Barton grew up in Montgomery and Forkland, hearing stories read and told by family and neighbors. Those stories helped a young Barton overcome a learning disorder and go on to become an award-winning short story writer and novelist with six books to his name and a seventh on the way.

Stories are at the heart of his work teaching creative writing to graduate students at Converse College in South Carolina and to teenagers at Alabama’s Mt. Meigs juvenile correction facility. He sat down with us recently to talk about his personal story, the life-changing power of sharing stories and his writing.

Q: How did your childhood experiences influence your love of words and writing?

Marlin Barton: My mother read to me constantly. And my grandmother was a big reader, too, so if you can inherit a love for reading, that’s where mine came from. I was diagnosed with dyslexia when I was in kindergarten and began doing a therapy called “patterning” to rewire my brain. Every day while my mother was patterning me, she would read to me just to pass the time. It worked. I was on the program for only about 18 months.

Q: What were other influences from your childhood?

Barton: My grandfather in Forkland, at the fork of the Black Warrior and Tombigbee rivers in Greene County, had a general store that sold everything from overalls to pump handles to buckets of lard, but people also came there to socialize. He had chairs in a front window and a little space heater where they would sit and talk, and I would listen. When my cousins came to visit, my father and grandfather would tell stories, too. I’m sure that listening to all those stories is part of what made me a writer.

“Children of Dust,” Marlin Barton’s sixth book and third novel, draws inspiration from ancestors and family lore from his roots in Forkland. (contributed)

Q: Do those childhood experiences and stories ever end up in your books?

Barton: Yes. I think place shapes us and my fiction is pretty much set in a fictionalized version of Forkland. The two places – the imaginary and the real one – aren’t exactly the same, but there are certainly a lot of similarities.

Q: “Children of Dust,” your latest novel, is a story about race, gender, relationships and a mystery that spans five generations of a rural Alabama family. Is any of it based in your own family’s history?

Barton: The husband and wife in the novel are based loosely on my great-great-grandparents and I’ve drawn from a lot of family stories, history and lore.

Q: In addition to teaching graduate-level creative writing, you’ve also spent 25 years teaching writing to juvenile offenders through the Writing Our Stories (WOS) program. What’s it like working with such a diverse range of students?

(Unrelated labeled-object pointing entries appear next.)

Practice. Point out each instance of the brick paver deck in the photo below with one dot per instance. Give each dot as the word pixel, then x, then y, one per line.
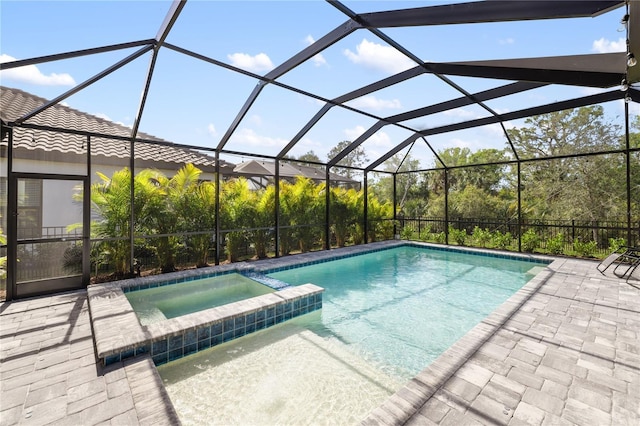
pixel 49 374
pixel 564 350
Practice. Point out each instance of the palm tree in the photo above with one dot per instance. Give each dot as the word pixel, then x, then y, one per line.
pixel 235 213
pixel 111 201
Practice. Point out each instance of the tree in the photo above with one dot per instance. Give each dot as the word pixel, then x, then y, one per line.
pixel 355 158
pixel 196 209
pixel 111 201
pixel 236 212
pixel 309 156
pixel 583 188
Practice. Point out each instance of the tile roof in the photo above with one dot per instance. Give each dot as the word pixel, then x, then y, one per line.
pixel 15 103
pixel 267 168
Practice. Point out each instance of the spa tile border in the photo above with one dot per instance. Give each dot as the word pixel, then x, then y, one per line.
pixel 119 336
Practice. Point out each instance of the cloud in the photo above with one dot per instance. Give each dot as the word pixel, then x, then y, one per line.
pixel 607 46
pixel 461 113
pixel 257 63
pixel 251 138
pixel 379 138
pixel 318 60
pixel 32 75
pixel 377 56
pixel 373 103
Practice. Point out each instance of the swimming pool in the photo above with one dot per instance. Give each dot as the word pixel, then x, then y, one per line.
pixel 393 311
pixel 157 304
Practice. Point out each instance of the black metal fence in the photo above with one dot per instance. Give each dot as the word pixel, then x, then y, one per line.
pixel 571 237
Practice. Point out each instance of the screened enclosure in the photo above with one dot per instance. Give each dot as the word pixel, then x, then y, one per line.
pixel 205 132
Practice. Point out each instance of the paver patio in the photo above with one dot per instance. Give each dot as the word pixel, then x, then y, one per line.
pixel 564 350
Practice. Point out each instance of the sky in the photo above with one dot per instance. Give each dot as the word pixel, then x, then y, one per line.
pixel 193 102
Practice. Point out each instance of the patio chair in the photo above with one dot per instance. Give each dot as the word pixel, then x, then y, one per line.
pixel 634 273
pixel 624 256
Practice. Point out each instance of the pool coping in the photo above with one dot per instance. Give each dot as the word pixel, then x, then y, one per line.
pixel 397 408
pixel 118 334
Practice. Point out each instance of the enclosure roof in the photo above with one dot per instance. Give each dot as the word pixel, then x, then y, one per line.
pixel 387 77
pixel 14 103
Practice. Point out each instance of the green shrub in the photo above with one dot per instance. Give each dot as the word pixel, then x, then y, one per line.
pixel 458 235
pixel 406 233
pixel 555 245
pixel 530 241
pixel 500 240
pixel 481 236
pixel 585 249
pixel 616 243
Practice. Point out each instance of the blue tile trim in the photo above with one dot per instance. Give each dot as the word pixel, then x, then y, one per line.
pixel 152 282
pixel 176 346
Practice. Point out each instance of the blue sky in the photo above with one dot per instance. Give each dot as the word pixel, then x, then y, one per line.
pixel 194 103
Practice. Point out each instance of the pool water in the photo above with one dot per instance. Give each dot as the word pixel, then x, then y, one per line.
pixel 386 315
pixel 169 301
pixel 401 308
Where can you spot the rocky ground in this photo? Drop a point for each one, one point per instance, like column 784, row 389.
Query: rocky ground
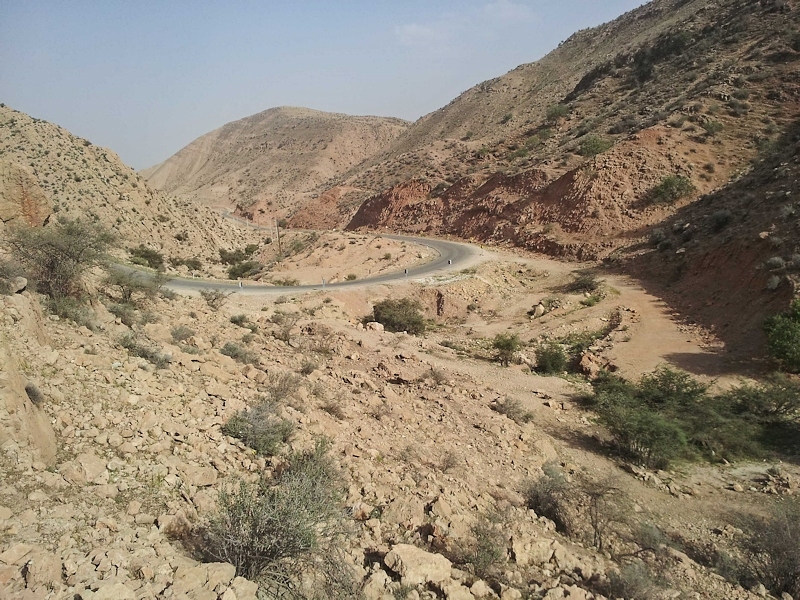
column 116, row 460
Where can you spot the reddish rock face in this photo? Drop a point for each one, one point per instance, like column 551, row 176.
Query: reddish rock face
column 21, row 198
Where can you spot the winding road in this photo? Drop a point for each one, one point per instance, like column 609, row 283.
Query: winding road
column 452, row 257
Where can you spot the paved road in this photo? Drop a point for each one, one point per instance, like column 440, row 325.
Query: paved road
column 452, row 257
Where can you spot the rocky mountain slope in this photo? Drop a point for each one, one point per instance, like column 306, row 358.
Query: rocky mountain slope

Barton: I enjoy teaching in the low-residency MFA program at Converse College because I get to teach writing at a higher level. But sometimes I feel like the most important work I do is teaching in the Writing Our Stories program. We work to help students become better readers and writers, but we also feel the program has therapeutic value because they write about things they’ve been through, and they’ve been through some very difficult troubles. And when they see their work in print and get to read it to an audience, they feel a great sense of pride. A lot of these kids have been told or feel like they are no good, but when they hear praise and applause, it makes them feel better about themselves.

Q: Does your own background come in handy as you teach?

Barton: When I work with kids who have reading and writing problems, sometimes I recognize they are dyslexic or have a reading disability, but that doesn’t mean they don’t have a sense of language. Early on (with WOS) one of my students wrote a poem and I couldn’t read it, so I asked him to just tell me what he wrote line by line, then I wrote down what he said. By the time he got to the end of the poem, I could see he had an innate sense of metaphor and he ended up writing some great work. I suppose my childhood did help prepare me to work with that kid (and others).

Q: I know this is like asking if you have a favorite child, but do you prefer writing short stories or novels?

Barton: I’ve written three novels and as soon as I had the idea for each of those books, I knew immediately they were bigger than a short story. They were going to be longer and more complex. But I really think of myself as a short story writer first and foremost. Short stories are still my first love.